There have been a spate of recent cases where conveyancing solicitors acting for lenders may have been honest but these solicitors’ actions resulted in loss of monies through fraud. When a lender and/or borrower suffers losses on residential or commercial loan transactions, a claim often follows against the lender’s professional solicitor conveyancers.

The Court of Appeal have just handed down judgment in Davisons Solicitors (a Firm) v Nationwide Building Society [2012] EWCA Civ 1626, the latest in a line of claims for breach of trust against solicitors’ firms arising out of the recent property market crash.

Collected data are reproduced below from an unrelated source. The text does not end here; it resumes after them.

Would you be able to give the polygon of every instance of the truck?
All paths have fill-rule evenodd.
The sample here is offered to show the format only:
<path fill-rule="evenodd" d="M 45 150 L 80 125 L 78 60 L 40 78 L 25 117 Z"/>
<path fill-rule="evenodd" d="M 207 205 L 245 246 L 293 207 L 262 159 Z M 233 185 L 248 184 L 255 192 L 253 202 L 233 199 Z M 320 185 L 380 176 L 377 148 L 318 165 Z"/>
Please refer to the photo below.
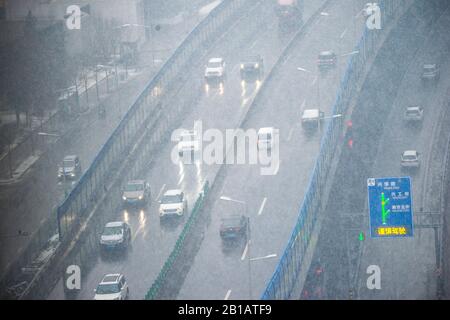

Leading members of Inner Temple’s Hailsham Chambers, Michael Pooles QC and William Flenley QC, acted for the solicitors and the financial institution respectively. The claim arose out of an identity fraud in which a fraudster purported to be the branch office of a genuine firm of solicitors. As a result, the defendant sent the mortgage advance to someone who was not in fact a solicitor and who could not give an enforceable solicitors’ undertaking to discharge the pre-existing charge on the property; the Court of Appeal held, following Lloyds Bank v Markandan & Uddin [2012] EWCA Civ 65, that there was a breach of trust by reason of the defendant firm having parted with the loan money prior to completion. It was no defence to this allegation that the defendant had otherwise complied with the CML Lenders’ Handbook or had an undertaking to redeem the relevant prior charge from the person he reasonably believed to be the seller’s solicitor; however, the defendant was relieved from liability for that breach pursuant to s.61 of the Trustee Act 1925. Acting reasonably, the Court said, did not “predicate that [the defendant] has necessarily complied with best practice in all respects” and, it seems, any unreasonable conduct by a solicitor will need to be causatively linked to the loss in order to disentitle that solicitor to relief; and the contractual obligations imposed on the defendant by the CML Handbook were not strict. As usual in professional negligence, they were obligations of skill and care only.

The decision is both good and bad news for lenders and defendant solicitors. Findings of breach of trust will, it seems, become more common, but so too will relief from any consequential liability and breach of contract is unlikely to provide an alternative route to (effectively) strict liability.